Document Type

Conference Proceeding

Publication Date



extractive reading comprehension, spatial-temporal information, span mask


Extractive reading comprehension is to extract consecutive subsequences from a given article to answer the given question. Previous work often adopted Byte Pair Encoding (BPE) that could cause semantically correlated words to be separated. Also, previous features extraction strategy cannot effectively capture the global semantic information. In this paper, an extractive summarization model is proposed with enhanced spatial-temporal information and span mask encoding (ESSM) to promote global semantic information. ESSM utilizes Embedding Layer to reduce semantic segmentation of correlated words, and adopts TemporalConvNet Layer to relief the loss of feature information. The model can also deal with unanswerable questions. To verify the effectiveness of the model, experiments on datasets SQuAD1.1 and SQuAD2.0 are conducted. Our model achieved an EM of 86.31% and a F1 score of 92.49% on SQuAD1.1 and the numbers are 80.54% and 83.27% for SQuAD2.0. It was proved that the model is effective for extractive QA task.

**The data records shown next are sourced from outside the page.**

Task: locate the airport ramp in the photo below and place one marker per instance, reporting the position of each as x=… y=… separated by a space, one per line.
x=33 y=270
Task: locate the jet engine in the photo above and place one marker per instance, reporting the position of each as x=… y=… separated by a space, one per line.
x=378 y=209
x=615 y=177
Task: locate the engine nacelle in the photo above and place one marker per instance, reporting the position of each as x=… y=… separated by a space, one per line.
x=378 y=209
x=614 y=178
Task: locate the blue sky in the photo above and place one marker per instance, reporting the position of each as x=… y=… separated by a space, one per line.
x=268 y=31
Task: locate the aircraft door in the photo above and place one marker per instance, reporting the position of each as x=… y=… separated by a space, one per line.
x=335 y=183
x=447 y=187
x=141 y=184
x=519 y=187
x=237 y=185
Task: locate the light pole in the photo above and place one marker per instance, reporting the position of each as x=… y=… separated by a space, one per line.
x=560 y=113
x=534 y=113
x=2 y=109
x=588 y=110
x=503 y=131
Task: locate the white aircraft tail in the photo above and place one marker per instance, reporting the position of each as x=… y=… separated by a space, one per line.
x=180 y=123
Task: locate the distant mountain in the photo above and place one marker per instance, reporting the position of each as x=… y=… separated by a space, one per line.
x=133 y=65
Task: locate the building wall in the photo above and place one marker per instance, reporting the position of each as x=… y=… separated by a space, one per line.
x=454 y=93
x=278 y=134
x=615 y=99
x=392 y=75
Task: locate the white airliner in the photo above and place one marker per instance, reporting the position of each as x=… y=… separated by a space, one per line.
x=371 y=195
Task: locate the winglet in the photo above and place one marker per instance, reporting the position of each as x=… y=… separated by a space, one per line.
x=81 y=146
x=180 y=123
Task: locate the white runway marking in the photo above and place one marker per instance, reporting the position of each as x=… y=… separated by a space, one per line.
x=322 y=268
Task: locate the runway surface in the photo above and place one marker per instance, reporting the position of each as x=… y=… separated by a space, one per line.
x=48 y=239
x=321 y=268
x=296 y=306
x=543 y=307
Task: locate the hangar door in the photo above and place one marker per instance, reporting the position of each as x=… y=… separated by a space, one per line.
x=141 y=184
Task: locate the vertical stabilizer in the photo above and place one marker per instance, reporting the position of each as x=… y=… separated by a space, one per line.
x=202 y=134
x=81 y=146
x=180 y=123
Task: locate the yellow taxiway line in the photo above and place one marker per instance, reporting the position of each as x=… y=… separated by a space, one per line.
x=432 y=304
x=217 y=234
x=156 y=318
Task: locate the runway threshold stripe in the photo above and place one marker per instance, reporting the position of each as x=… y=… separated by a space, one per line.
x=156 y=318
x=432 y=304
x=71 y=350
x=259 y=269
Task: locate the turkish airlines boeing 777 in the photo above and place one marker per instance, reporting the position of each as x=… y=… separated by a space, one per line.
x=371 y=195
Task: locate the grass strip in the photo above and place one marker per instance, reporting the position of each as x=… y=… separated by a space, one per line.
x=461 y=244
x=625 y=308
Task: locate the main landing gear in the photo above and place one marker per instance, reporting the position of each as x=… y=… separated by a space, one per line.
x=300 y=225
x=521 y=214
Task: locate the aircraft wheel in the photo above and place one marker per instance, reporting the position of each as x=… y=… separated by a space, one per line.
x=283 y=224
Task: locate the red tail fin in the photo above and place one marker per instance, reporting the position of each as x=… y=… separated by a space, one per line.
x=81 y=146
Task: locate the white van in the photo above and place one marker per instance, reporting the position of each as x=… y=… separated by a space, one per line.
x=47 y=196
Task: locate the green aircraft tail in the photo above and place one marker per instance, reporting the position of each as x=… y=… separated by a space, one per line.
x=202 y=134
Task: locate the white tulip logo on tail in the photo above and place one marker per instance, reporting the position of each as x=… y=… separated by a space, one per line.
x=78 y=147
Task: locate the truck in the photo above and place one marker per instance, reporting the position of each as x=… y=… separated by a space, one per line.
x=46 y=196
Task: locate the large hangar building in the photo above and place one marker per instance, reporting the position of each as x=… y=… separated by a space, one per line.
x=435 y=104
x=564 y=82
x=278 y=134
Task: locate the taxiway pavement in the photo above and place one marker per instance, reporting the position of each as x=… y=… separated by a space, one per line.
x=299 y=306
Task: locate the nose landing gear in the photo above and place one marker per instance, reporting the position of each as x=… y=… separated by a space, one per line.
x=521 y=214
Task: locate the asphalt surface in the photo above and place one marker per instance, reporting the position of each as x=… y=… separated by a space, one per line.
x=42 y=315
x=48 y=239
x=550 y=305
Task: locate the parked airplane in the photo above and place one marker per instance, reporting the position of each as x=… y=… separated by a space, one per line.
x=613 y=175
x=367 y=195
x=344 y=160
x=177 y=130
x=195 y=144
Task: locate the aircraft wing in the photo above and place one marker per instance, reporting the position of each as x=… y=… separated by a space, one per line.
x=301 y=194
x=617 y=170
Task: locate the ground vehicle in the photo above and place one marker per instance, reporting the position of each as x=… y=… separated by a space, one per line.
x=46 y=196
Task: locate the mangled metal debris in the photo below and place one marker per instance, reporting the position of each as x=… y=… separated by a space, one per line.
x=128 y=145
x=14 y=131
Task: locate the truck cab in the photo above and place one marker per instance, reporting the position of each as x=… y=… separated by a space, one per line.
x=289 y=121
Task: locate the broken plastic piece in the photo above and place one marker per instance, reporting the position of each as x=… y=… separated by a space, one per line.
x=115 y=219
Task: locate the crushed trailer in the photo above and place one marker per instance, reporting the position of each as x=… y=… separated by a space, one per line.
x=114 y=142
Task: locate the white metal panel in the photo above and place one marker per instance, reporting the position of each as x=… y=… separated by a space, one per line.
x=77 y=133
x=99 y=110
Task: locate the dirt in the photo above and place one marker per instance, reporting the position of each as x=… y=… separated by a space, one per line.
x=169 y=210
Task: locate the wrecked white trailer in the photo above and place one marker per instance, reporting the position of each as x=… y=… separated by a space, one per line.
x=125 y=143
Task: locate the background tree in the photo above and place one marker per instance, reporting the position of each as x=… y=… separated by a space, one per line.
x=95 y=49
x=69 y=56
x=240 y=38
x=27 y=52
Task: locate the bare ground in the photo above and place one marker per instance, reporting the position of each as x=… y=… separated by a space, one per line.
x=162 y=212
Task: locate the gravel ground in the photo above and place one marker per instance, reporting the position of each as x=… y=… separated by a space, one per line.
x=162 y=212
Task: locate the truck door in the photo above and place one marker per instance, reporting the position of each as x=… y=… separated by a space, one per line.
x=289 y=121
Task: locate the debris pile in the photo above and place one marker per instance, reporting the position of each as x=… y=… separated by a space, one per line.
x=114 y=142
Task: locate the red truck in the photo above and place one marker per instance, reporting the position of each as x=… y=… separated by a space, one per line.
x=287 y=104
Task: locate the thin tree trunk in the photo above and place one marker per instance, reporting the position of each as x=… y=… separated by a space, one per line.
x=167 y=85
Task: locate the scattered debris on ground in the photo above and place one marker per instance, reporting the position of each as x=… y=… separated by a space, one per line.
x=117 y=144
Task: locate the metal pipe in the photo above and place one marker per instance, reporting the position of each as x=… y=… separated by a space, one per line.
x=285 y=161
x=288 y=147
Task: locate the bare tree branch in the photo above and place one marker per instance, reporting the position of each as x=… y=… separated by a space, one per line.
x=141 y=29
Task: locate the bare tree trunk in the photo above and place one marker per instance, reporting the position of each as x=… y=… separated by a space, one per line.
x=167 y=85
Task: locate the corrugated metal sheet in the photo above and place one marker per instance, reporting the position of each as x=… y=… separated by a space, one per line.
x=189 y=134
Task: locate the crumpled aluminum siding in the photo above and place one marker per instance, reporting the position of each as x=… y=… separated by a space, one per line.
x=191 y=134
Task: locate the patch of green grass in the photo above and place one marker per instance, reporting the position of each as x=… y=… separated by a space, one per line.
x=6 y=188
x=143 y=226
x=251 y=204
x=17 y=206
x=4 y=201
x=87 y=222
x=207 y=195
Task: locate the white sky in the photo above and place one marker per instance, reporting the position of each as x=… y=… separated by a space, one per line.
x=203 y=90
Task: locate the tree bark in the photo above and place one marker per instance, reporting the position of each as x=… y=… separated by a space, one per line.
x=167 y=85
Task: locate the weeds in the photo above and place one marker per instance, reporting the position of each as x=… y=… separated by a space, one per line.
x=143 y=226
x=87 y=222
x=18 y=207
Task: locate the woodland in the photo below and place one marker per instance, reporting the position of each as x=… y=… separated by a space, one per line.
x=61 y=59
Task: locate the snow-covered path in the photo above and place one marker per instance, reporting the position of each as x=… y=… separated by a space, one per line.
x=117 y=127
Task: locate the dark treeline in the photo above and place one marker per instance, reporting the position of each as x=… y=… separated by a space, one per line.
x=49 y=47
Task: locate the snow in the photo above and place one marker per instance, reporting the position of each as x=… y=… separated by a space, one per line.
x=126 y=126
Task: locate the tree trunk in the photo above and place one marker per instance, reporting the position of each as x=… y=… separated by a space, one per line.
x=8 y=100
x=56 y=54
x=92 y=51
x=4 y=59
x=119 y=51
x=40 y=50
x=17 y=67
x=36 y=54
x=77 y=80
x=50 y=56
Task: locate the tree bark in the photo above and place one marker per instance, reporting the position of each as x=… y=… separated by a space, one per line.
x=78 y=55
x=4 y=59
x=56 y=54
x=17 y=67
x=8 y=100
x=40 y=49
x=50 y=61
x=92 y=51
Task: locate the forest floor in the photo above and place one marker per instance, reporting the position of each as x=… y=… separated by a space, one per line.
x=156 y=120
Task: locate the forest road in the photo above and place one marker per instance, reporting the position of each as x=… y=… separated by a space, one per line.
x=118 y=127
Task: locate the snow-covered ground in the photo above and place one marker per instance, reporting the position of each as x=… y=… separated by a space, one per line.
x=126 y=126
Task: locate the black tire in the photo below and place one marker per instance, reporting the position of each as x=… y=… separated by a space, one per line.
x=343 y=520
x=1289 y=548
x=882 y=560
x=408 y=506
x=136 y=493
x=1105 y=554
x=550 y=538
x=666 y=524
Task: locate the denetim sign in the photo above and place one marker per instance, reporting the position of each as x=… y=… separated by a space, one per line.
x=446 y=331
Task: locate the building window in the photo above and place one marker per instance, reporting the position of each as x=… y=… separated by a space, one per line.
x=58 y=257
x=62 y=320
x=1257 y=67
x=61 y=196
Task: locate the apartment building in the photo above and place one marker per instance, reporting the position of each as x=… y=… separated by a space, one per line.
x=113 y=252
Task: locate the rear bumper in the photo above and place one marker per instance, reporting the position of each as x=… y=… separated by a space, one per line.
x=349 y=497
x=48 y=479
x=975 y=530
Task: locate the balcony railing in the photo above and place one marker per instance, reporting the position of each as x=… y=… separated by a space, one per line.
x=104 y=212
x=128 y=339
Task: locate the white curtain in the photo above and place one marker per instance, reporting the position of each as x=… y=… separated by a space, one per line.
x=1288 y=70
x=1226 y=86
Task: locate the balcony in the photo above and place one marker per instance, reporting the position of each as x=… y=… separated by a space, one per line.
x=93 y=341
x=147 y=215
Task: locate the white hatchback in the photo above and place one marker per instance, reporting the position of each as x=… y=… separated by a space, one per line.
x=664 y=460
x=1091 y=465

Digital Object Identifier (DOI)


Originally published as:

Li, R., Zheng, F., Liang, G., Jiang, L., Wu, P., & Chen, B. (2022, October). ESSM: an extractive summarization model with enhanced spatial-temporal information and span mask encoding. In 5th International Conference on Computer Information Science and Application Technology (CISAT 2022)(Vol. 12451, pp. 1003-1007). SPIE.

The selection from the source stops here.